The above pattern is an instance of the identity:

$\displaystyle \left({b - 1}\right) \sum_{j \mathop = 1}^n j b^{n - j} + n + 1 = \sum_{j \mathop = 0}^n b^j$

where $b = 10$ and $n$ goes from $1$ to $9$.


Proof

The proof proceeds by induction.

Let $n, b \in \Z_{>0}$, where $b \ge 3$.

For all $n \in \Z_{\ge 1}$, let $P \left({n}\right)$ be the proposition:

$\displaystyle \left({b - 1}\right) \sum_{j \mathop = 1}^n j b^{n - j} + n + 1 = \sum_{j \mathop = 0}^n b^j$


Basis for the Induction

$P \left({1}\right)$ is the case:

\(\ds \left({b - 1}\right) \sum_{j \mathop = 1}^1 j b^{1 - j} + 2\) \(=\) \(\ds \left({b - 1}\right) b^0 + 2\)
\(\ds \) \(=\) \(\ds b + 1\)
\(\ds \) \(=\) \(\ds \sum_{j \mathop = 0}^1 b^j\)

Thus $P \left({1}\right)$ is seen to hold.


This is the basis for the induction.


Induction Hypothesis

Now it needs to be shown that, if $P \left({k}\right)$ is true, where $k \ge 2$, then it logically follows that $P \left({k + 1}\right)$ is true.


So this is the induction hypothesis:

$\displaystyle \left({b - 1}\right) \sum_{j \mathop = 1}^k j b^{k - j} + k + 1 = \sum_{j \mathop = 0}^k b^j$


from which it is to be shown that:

$\displaystyle \left({b - 1}\right) \sum_{j \mathop = 1}^{k + 1} j b^{k + 1 - j} + \left({k + 2}\right) = \sum_{j \mathop = 0}^{k + 1} b^j$


Induction Step

This is the induction step:

\(\ds \) \(\) \(\ds \left({b - 1}\right) \sum_{j \mathop = 1}^{k + 1} j b^{k + 1 - j} + \left({k + 2}\right)\)
\(\ds \) \(=\) \(\ds \left({b - 1}\right) \sum_{j \mathop = 1}^k j b^{k + 1 - j} + \left({k + 2}\right) + \left({b - 1}\right) \left({k + 1}\right)\)
\(\ds \) \(=\) \(\ds \left({b - 1}\right) b \sum_{j \mathop = 1}^k j b^{k - j} + \left({b \left({k + 1}\right) - b \left({k + 1}\right)}\right) + \left({k + 2}\right) + \left({b - 1}\right) \left({k + 1}\right)\)
\(\ds \) \(=\) \(\ds b \left({\left({b - 1}\right) \sum_{j \mathop = 1}^k j b^{k - j} + k + 1}\right) + 1\)
\(\ds \) \(=\) \(\ds b \left({\sum_{j \mathop = 0}^k b^j}\right) + 1\) Induction Hypothesis
\(\ds \) \(=\) \(\ds \sum_{j \mathop = 0}^k b^{j + 1} + 1\)
\(\ds \) \(=\) \(\ds \sum_{j \mathop = 1}^{k + 1} b^j + 1\) Translation of Index Variable of Summation: Corollary
\(\ds \) \(=\) \(\ds \sum_{j \mathop = 0}^{k + 1} b^j\)

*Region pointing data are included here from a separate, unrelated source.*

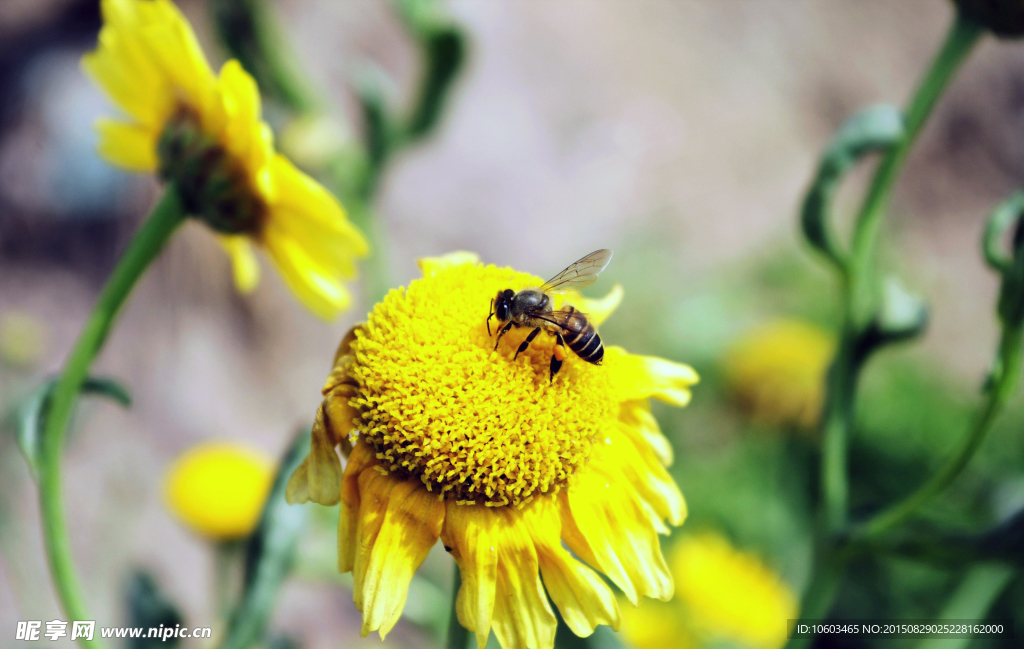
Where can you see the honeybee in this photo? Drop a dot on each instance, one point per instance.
(532, 307)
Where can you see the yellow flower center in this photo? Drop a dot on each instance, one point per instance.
(437, 402)
(212, 184)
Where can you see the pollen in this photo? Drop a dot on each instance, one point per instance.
(437, 401)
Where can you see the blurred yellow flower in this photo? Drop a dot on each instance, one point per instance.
(722, 594)
(777, 372)
(23, 339)
(448, 438)
(218, 489)
(204, 133)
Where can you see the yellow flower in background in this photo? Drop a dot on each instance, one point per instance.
(203, 132)
(731, 594)
(218, 489)
(446, 438)
(777, 372)
(722, 594)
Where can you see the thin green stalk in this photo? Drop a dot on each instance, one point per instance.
(960, 41)
(842, 385)
(861, 289)
(818, 600)
(458, 635)
(1005, 383)
(144, 247)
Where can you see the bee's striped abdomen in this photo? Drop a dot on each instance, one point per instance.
(586, 343)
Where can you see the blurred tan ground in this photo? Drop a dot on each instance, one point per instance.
(679, 133)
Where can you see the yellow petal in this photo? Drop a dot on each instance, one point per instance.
(245, 266)
(375, 488)
(430, 266)
(243, 130)
(637, 416)
(522, 615)
(123, 87)
(469, 533)
(606, 525)
(335, 248)
(641, 377)
(315, 287)
(629, 453)
(305, 201)
(598, 309)
(318, 477)
(130, 146)
(581, 595)
(412, 525)
(176, 50)
(359, 460)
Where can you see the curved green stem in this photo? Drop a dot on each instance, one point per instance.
(960, 41)
(1005, 381)
(458, 635)
(861, 290)
(146, 244)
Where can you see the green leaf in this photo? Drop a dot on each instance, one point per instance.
(269, 554)
(873, 129)
(443, 47)
(31, 416)
(150, 608)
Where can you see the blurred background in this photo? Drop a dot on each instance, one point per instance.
(681, 134)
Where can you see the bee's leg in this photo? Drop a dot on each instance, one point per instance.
(524, 344)
(505, 330)
(557, 356)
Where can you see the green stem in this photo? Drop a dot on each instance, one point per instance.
(1007, 376)
(820, 596)
(861, 290)
(960, 41)
(143, 249)
(458, 635)
(842, 385)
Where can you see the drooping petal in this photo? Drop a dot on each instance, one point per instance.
(316, 287)
(522, 615)
(624, 450)
(307, 203)
(430, 266)
(176, 50)
(318, 477)
(606, 525)
(130, 146)
(581, 595)
(501, 588)
(469, 533)
(637, 416)
(245, 266)
(243, 129)
(411, 526)
(638, 377)
(361, 459)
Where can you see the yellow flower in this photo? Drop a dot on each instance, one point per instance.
(204, 133)
(722, 595)
(218, 489)
(777, 372)
(448, 438)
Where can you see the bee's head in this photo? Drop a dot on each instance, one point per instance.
(503, 305)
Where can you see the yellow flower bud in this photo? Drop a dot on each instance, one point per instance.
(777, 372)
(218, 489)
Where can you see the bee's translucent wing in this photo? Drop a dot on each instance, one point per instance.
(581, 274)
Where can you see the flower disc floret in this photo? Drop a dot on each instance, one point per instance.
(438, 402)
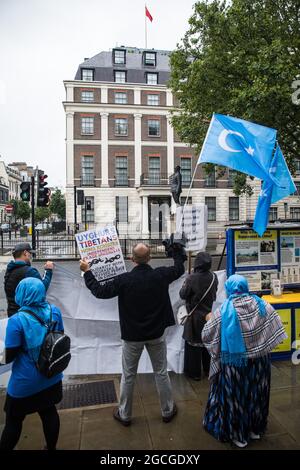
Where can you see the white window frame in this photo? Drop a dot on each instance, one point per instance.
(150, 97)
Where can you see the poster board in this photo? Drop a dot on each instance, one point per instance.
(193, 222)
(261, 259)
(101, 248)
(286, 318)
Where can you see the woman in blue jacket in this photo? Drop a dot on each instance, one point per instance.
(28, 390)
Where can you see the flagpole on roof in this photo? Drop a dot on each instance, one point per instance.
(145, 28)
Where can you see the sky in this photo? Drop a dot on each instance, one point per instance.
(42, 42)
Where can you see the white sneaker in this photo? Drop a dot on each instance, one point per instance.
(240, 444)
(254, 437)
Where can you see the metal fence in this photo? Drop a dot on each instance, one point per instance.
(62, 246)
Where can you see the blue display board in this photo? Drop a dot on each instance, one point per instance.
(261, 259)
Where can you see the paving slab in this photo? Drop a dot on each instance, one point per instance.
(101, 431)
(285, 407)
(182, 389)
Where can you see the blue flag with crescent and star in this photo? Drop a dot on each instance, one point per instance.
(249, 148)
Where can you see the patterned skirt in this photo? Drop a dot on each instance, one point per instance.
(238, 401)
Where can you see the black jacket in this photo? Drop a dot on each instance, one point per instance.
(192, 290)
(143, 296)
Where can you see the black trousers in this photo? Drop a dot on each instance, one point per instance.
(13, 428)
(195, 358)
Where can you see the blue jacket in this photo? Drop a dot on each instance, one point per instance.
(15, 272)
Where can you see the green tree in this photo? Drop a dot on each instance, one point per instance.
(58, 204)
(42, 213)
(239, 58)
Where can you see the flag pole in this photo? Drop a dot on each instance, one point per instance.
(145, 28)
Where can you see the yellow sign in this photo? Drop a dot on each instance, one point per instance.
(251, 235)
(286, 345)
(297, 325)
(290, 233)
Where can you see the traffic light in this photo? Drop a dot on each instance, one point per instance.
(25, 191)
(43, 194)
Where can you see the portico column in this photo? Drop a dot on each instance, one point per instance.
(137, 149)
(145, 217)
(104, 149)
(170, 141)
(70, 148)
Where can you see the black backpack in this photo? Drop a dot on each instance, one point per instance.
(55, 353)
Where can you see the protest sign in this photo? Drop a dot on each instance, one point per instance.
(101, 248)
(193, 222)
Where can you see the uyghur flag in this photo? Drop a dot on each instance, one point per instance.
(279, 185)
(240, 145)
(148, 14)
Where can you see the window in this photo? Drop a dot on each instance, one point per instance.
(121, 126)
(210, 180)
(183, 201)
(154, 170)
(153, 100)
(186, 170)
(234, 212)
(273, 214)
(87, 96)
(87, 170)
(87, 125)
(154, 127)
(122, 209)
(87, 75)
(210, 202)
(120, 76)
(150, 59)
(152, 78)
(295, 213)
(120, 97)
(90, 213)
(119, 56)
(121, 171)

So $P \left({k}\right) \implies P \left({k + 1}\right)$ and the result follows by the Principle of Mathematical Induction.


Therefore:

$\displaystyle \left({b - 1}\right) \sum_{j \mathop = 1}^n j b^{n - j} + n + 1 = \sum_{j \mathop = 0}^n b^j$

$\blacksquare$